A very late update: 127 film is now available, new, in both color and black and white, from Rera (Rerapan, ISO 100 B&W, and Rerachrome, ISO 100 color negative despite the name); it’s available from B&H Photo and Film Photography Project.
Frugal Photographer also offers at least two color print emulsions in 127 (this is the Canadian-packaged Bluefire Murano).
My own preference, however, and the reason I’ll always have film available for my 127 cameras, is to slit my own 127 from 120.
The cutting can be done in daylight, with a cigar cutter or utility knife (I’ve done it by rolling a snap-blade extended long on the roll on a smooth table top), or with any kind of sharp, thin blade if you have a means to spin the roll. There are also commercial 3D printed devices to cut the roll (one even respools the film in the process).
You need to ensure you keep the side of the 120 roll with the 6×4.5 framing track, in order to have the 6×6 framing track land under the center 4×6.25 window, and the 6×4.5 track land under the edge 4×4 window in your 127 cameras.
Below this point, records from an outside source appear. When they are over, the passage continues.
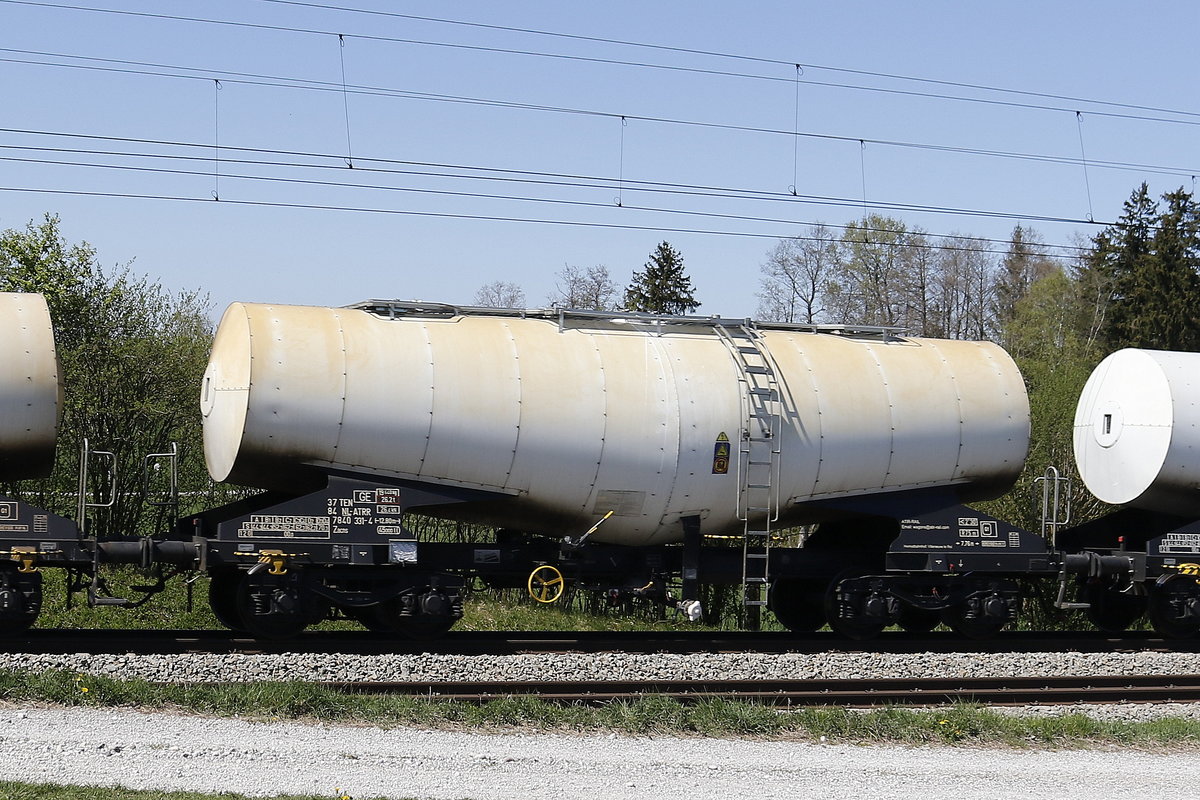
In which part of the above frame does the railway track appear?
[322,675,1200,708]
[0,628,1200,655]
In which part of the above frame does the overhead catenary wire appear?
[0,0,1180,268]
[0,149,1099,254]
[9,49,1200,182]
[9,0,1200,125]
[0,186,1099,254]
[0,128,1099,249]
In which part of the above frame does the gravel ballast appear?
[7,652,1200,682]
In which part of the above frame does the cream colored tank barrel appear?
[1074,349,1200,516]
[0,293,62,481]
[202,303,1028,545]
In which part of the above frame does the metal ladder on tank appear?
[718,323,782,631]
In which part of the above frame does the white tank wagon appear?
[1074,349,1200,517]
[202,301,1028,545]
[0,293,62,481]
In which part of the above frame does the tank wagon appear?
[1057,349,1200,637]
[0,293,202,633]
[0,295,1180,638]
[185,301,1051,636]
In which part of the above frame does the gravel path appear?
[0,708,1196,800]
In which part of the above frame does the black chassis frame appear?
[169,473,1080,608]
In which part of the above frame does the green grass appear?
[0,670,1200,747]
[0,781,388,800]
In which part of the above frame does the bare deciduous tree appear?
[547,264,617,311]
[475,281,526,308]
[758,224,841,325]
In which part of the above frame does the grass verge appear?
[0,781,391,800]
[0,670,1200,747]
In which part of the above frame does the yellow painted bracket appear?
[236,551,300,575]
[258,551,288,575]
[527,564,566,603]
[8,547,37,573]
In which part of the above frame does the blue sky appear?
[0,0,1200,317]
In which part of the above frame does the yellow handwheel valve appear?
[528,564,565,603]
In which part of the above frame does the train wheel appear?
[824,570,888,642]
[0,563,42,636]
[941,606,1009,639]
[767,578,826,632]
[354,600,458,642]
[1146,578,1200,639]
[236,575,313,639]
[209,570,246,632]
[1084,584,1146,633]
[896,606,942,633]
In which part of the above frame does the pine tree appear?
[625,242,700,314]
[1086,184,1200,350]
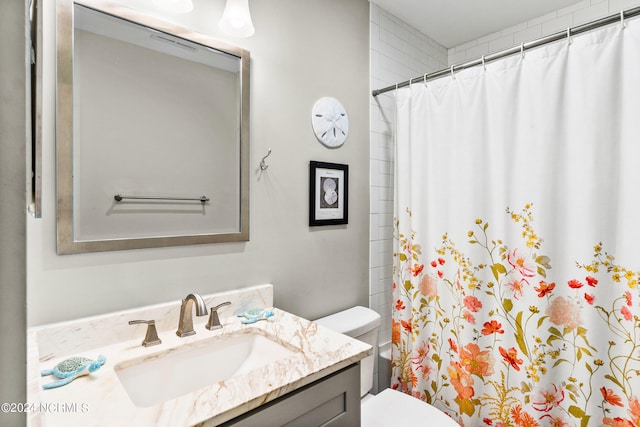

For full-frame and half-frame cameras you will also have to mask the frame gate in the camera by a few millimeters to avoid frames overlapping by 4-5 mm (because the 6×6 track has shorter spacing than the original 4×6.25 track on “real” 127 film).
As a bonus, you can use any emulsion available on 120 film, and keep the 120 backing paper (which was cut along with the film); this will get you 16 frames of 4×4 or 12 of 4×6, instead of the 12 or 8 on original 127. And yes, the film and backing will (just) fit on the 127 spool.
I’ve done this a number of times, and it works fine in every 127 camera I’ve tried.